Logistique. Magic Pallet veut optimiser le transport des palettes vides pour polluer moins

article diffusé le 11 avril 2019

La plateforme web développée par la start up montpelliéraine Magic Pallet veut mettre fin à une aberration économique et écologique dans le transport routier de marchandises. Le principe : créer un « Uber » pour le retour des palettes vides.

Le secteur du transport de marchandises prend conscience de sa nécessaire mutation.

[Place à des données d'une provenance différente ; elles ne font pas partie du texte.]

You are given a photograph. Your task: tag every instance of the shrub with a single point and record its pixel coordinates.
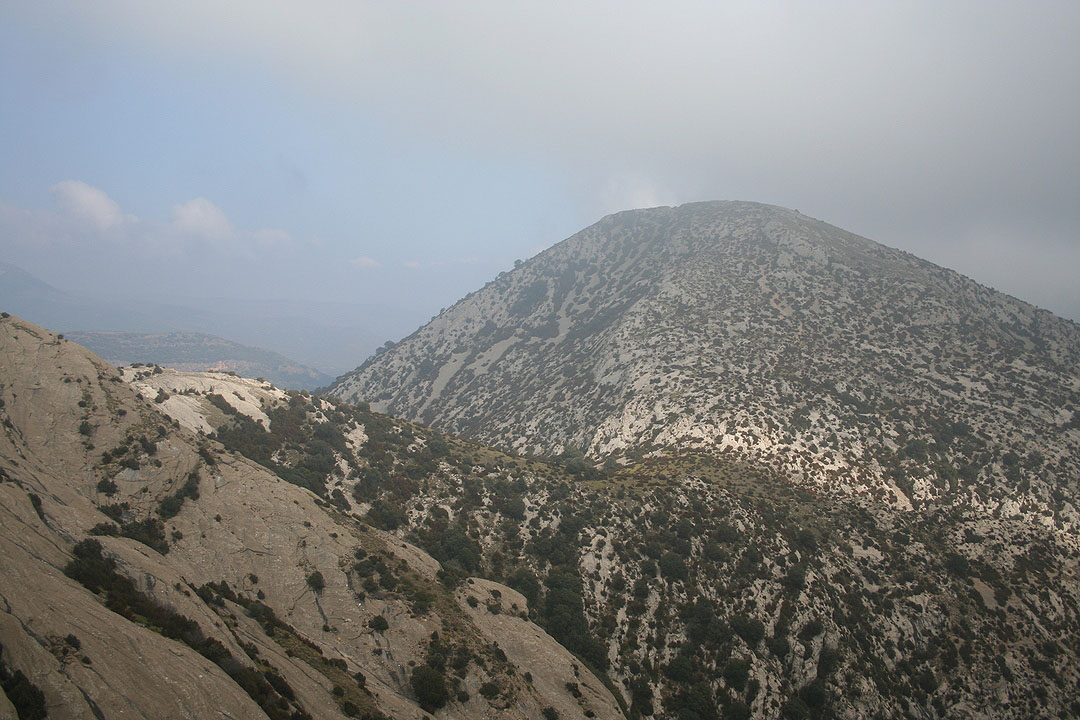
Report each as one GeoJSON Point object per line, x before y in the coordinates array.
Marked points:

Le prix de l’innovation obtenu en mars lors de la Semaine de l’innovation transport et logistique (SITL) par la jeune société montpelliéraine Magic Pallet, deux mois après avoir remporté le Supply Chain Event Digital Awards, en est un indice. Créée il y a deux ans par Pierre-Edouard Robert, 34 ans, la start-up déjà labellisée FrenchTech, propose « une solution collective à un problème collectif » : celui du retour des palettes vides.

A la tête de Magic Pallet, le jeune ingénieur en informatique pointe du doigt « un gâchis économique et écologique » : après avoir livré sa marchandise, le transporteur routier est tenu de ramener les palettes vides à l’expéditeur à ses frais. « Il est le dindon de la farce de la chaîne logistique », s’exclame le PDG. Pour une PME de transport routier de 200 camions, ce coût de retour des palettes vides est estimé à près de 200.000 euros par an.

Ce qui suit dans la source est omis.